South Africa’s politics and markets are in turmoil. This is uncertainty; this is risk. Predictably, many investors are jittery and are now asking “What must I do? How should I be investing in this type of environment?”
The first – and most important – piece of advice that I can give is: don’t panic. There is no evidence that suggests that panic helps anyone, ever. The types of events that we have witnessed recently only serve to reinforce the importance of a sensible investment philosophy and process.
A well-diversified portfolio is particularly useful in times like these. But portfolios do need to be rebalanced from time to time.
If you have bonds in your portfolio, then this building block will be under pressure.
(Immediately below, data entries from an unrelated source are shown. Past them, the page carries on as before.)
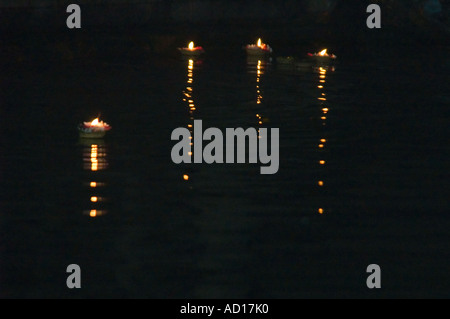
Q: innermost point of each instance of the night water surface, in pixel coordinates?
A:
(363, 179)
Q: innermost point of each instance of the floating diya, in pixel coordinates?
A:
(258, 49)
(192, 50)
(94, 129)
(323, 56)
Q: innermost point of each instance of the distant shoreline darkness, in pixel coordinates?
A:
(23, 13)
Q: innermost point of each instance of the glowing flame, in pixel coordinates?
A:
(323, 52)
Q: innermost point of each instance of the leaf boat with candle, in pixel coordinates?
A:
(94, 129)
(323, 56)
(191, 50)
(258, 49)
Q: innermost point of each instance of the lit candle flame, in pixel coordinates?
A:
(323, 52)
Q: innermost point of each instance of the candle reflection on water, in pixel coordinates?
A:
(258, 65)
(325, 109)
(95, 161)
(188, 98)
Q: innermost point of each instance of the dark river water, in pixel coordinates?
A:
(363, 179)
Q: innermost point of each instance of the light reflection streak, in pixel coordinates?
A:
(95, 161)
(323, 72)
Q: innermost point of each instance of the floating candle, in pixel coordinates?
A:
(258, 49)
(94, 129)
(322, 55)
(191, 50)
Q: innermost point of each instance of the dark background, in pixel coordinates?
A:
(228, 232)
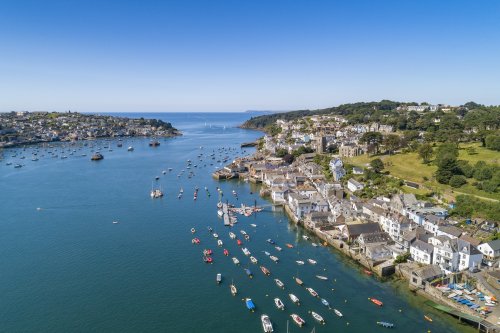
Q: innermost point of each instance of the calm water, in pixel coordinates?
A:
(65, 267)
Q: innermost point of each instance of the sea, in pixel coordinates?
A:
(84, 248)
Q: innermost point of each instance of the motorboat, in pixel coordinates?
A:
(312, 292)
(279, 304)
(375, 301)
(317, 317)
(249, 273)
(296, 318)
(233, 289)
(294, 299)
(266, 323)
(249, 304)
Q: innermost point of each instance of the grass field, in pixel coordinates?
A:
(409, 166)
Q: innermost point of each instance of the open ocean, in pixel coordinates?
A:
(65, 267)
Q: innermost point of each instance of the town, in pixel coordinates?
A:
(20, 128)
(306, 165)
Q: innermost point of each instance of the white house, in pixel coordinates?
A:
(353, 185)
(421, 252)
(490, 251)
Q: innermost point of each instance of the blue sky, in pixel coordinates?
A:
(235, 55)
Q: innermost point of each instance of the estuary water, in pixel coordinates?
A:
(66, 267)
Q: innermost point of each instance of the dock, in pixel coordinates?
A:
(225, 210)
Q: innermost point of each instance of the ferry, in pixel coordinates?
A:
(279, 283)
(266, 323)
(375, 301)
(265, 270)
(318, 317)
(279, 304)
(299, 321)
(312, 292)
(294, 299)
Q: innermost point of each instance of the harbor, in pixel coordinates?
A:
(137, 273)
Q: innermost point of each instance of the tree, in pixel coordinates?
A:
(425, 152)
(447, 167)
(392, 142)
(457, 181)
(372, 139)
(377, 165)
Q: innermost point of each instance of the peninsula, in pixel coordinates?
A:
(19, 128)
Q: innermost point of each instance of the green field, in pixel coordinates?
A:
(409, 166)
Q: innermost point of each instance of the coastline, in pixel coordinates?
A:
(386, 273)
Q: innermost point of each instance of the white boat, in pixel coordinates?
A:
(312, 292)
(294, 299)
(279, 304)
(296, 318)
(317, 317)
(266, 323)
(279, 283)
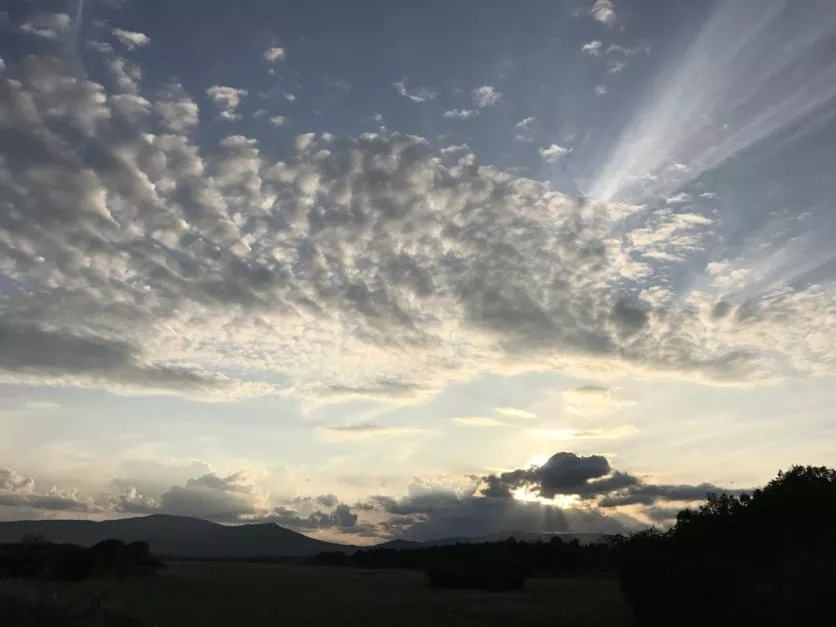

It is, of course, South African government bonds that were downgraded to junk status so, hopefully, your asset managers have reduced your exposure to bonds.
The rand has already come under significant pressure and this is likely to continue, so the high conviction view for the balance of this year is to reduce exposure to rand denominated investments while raising exposure to rand hedge investments.
The shares of local companies which earn a large proportion of their revenue or profit in South Africa – such as local banks and local retail stores – are also probably not going to perform particularly well, so you want to reduce exposure to these types of companies in your portfolio as well.
Interestingly, and importantly, the good news is that some of the equity building blocks of your portfolio are likely to give you good returns. Our high conviction view is that overseas equities are likely to provide better investment returns than local companies in the coming year. So you will want to have greater exposure to international companies or those local businesses which are exposed to the global economy.
About two thirds of the income that is generated by companies listed on the Johannesburg Stock Exchange is generated outside of the country. Those businesses are likely to perform well if the rand devalues, so you want to have an increased exposure to those types of companies in your portfolio. For example a business which exports goods from South Africa and earns in foreign currency, or a foreign based retailer would be options to consider.
Hedge funds are often used to reduce the downside volatility of a portfolio and thus reduce the risk. It’s like an insurance policy. It may be expensive, but if you have a hedge fund strategy in your portfolio you probably want a higher percentage of hedge funds now.
Protected equity is a type of investment building block strategy where you do not share in the downside of the market so that if the market drops by, say, 5% your portfolio might only drop by 2%. That means that when the market starts going up again, your portfolio starts at a higher point. In uncertain times such as this you want more of this in your portfolio today.